Cambiemos es un partido auténticamente de “realismo capitalista”: lo que ofrece a la
sociedad son mediocres sueños como poner una cervecería, “ser emprendedor”, viajar en
low cost a Córdoba –en resumen, la depresión misma. El kirchnerismo, en cambio, propone
grandes valores como la igualdad, la solidaridad, y también “Argentina potencia”: o sea, la
idea de que mediante el desarrollo podríamos llegar a ser un país importante, que
podríamos sentir orgullo por nosotros mismos.

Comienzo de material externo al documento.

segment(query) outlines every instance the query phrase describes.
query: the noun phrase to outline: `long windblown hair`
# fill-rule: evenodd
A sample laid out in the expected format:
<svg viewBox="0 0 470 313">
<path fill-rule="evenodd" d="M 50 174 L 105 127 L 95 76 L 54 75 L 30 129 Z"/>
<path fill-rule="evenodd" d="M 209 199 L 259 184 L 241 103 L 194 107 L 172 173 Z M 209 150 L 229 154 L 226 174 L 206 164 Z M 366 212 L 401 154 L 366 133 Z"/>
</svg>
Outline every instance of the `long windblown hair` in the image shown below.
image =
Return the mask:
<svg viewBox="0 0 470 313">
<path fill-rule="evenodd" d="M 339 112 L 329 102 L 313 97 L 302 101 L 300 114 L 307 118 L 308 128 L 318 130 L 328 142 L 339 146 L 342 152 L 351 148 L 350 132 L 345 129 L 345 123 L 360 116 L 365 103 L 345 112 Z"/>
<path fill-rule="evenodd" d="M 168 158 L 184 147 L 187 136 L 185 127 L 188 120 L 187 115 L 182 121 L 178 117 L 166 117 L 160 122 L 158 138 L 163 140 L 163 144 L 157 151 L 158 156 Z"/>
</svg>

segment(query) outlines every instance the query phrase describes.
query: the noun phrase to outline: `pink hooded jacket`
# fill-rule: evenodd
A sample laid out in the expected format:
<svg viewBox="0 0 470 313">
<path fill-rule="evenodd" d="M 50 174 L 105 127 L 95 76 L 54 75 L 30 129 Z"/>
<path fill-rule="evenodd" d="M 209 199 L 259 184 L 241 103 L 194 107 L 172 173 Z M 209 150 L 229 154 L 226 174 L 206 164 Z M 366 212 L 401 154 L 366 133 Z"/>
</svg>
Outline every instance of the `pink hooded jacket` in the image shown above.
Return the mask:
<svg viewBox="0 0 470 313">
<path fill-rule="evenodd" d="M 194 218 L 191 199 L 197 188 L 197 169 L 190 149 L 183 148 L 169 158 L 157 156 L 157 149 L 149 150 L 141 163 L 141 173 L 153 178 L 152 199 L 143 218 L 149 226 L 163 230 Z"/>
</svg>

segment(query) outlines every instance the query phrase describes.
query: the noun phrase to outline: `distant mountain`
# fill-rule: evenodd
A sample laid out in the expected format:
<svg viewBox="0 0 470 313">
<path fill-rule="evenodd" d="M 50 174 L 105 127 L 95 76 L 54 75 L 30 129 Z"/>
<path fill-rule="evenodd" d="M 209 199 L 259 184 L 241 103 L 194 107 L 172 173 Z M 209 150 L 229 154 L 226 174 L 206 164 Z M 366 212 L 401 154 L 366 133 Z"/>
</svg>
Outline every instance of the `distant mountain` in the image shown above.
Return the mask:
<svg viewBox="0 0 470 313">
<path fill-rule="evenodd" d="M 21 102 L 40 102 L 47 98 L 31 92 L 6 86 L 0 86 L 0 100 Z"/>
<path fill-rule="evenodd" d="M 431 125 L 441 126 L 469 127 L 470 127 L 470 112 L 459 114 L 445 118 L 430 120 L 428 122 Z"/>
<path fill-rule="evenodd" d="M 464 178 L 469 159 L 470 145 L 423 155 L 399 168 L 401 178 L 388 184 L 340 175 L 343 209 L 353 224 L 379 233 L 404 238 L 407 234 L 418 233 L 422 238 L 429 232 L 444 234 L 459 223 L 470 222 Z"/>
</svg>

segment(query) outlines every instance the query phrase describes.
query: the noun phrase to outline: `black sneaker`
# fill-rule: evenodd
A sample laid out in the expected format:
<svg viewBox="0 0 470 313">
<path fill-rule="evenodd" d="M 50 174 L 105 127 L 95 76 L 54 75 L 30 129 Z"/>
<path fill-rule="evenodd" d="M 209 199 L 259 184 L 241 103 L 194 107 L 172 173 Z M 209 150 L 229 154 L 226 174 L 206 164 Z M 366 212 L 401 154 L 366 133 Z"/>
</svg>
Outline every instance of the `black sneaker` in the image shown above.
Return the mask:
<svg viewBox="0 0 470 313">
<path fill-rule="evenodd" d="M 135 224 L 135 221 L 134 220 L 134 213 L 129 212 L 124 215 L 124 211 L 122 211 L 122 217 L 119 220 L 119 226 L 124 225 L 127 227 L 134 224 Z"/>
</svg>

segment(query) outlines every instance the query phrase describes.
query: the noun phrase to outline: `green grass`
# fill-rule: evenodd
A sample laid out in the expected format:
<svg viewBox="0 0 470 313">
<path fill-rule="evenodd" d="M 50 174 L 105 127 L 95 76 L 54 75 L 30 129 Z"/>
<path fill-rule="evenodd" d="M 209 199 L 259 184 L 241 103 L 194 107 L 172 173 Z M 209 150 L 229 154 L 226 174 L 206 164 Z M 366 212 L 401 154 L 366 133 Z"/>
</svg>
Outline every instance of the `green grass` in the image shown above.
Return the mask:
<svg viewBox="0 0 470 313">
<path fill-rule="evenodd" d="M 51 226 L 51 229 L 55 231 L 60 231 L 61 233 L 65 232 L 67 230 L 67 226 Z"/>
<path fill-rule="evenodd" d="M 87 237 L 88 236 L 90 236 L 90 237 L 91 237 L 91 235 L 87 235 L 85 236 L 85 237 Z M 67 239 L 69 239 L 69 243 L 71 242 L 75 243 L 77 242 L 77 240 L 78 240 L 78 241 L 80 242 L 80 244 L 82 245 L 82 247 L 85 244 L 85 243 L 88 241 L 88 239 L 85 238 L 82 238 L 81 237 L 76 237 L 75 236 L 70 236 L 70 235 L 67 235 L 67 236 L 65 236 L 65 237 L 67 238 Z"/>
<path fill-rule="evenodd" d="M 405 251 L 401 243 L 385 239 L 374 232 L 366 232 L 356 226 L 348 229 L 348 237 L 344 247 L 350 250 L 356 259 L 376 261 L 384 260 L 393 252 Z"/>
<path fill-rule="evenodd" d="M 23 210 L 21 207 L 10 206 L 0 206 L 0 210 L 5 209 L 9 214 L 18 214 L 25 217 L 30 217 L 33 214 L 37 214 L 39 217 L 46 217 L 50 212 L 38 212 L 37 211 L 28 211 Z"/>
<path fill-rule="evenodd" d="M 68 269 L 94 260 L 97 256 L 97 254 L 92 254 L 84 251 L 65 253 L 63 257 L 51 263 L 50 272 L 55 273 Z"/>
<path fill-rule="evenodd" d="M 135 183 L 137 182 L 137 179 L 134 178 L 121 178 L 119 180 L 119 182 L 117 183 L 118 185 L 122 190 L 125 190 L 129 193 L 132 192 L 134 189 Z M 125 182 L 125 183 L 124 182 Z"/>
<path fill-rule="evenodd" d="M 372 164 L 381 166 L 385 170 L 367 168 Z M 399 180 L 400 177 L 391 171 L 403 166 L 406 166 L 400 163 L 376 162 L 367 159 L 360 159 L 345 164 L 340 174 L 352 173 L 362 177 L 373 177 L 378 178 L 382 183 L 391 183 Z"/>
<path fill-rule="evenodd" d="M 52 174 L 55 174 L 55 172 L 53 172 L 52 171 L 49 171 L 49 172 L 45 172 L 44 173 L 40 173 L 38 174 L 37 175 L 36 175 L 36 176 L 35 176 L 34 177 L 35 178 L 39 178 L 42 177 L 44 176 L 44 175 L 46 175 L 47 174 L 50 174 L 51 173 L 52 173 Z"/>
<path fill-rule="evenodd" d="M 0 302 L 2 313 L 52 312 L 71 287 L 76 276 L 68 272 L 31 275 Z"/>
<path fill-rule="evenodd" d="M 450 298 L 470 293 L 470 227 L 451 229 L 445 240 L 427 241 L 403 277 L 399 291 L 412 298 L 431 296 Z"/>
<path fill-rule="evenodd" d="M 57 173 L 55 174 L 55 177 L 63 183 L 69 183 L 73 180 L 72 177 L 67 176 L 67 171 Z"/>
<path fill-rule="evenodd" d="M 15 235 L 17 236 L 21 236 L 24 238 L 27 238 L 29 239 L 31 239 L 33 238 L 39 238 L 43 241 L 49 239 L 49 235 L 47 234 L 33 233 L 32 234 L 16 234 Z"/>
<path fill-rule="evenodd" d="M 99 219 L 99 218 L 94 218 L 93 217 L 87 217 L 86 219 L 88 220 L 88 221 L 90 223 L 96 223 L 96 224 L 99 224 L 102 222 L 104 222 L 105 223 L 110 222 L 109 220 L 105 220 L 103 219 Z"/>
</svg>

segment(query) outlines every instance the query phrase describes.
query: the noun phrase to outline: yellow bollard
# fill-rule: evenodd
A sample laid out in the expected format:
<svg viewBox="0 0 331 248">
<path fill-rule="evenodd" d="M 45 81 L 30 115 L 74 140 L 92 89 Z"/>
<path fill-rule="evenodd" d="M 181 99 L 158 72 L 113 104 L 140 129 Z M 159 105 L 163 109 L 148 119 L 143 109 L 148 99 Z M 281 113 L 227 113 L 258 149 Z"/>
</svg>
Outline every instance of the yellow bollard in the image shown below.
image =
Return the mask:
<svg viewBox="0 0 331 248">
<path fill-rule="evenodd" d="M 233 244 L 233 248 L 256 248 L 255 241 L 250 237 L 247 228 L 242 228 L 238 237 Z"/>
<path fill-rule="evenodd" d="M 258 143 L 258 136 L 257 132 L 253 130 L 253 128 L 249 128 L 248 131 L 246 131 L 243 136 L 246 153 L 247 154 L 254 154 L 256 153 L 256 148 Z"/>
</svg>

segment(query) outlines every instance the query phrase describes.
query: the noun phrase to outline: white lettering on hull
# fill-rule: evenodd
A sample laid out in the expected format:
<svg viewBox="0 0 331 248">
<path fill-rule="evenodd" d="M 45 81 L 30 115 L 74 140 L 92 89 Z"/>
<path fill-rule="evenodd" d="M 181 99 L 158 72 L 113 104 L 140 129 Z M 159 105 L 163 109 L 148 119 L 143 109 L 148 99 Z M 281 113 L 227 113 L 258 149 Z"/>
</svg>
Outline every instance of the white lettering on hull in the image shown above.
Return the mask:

El realismo justicialista, mientras tanto, se
limita a decir que esto último es imposible: somos buenos para nada; somos, en realidad,
malos para nosotros mismos.
Quizá la definición más sintética del realismo justicialista deba buscarse en la tristísima
conclusión de Fisher: “cada vez aceptamos más la idea de que no somos el tipo de personas
que puedan actuar”. El realismo justicialista nos quiere obligar a aceptar la impotencia
porque es impotente (con todo respeto, se podría decir que los “buenos para nada” son
Bossio, etc…). Pero la militancia kirchnerista “fanática”, “ideologizada”, “filosoviética”,
“protomontonera”, “sunnita” (invención de Natanson) invierte esa idea: somos, cada uno de
nosotros, el tipo de personas que pueden actuar. Esto se llama también empoderamiento y
es una tendencia realmente existente en la política argentina, una posibilidad continuamente
abierta, la única que tiene algo digno de ser llamado “futuro”: el kirchnerismo.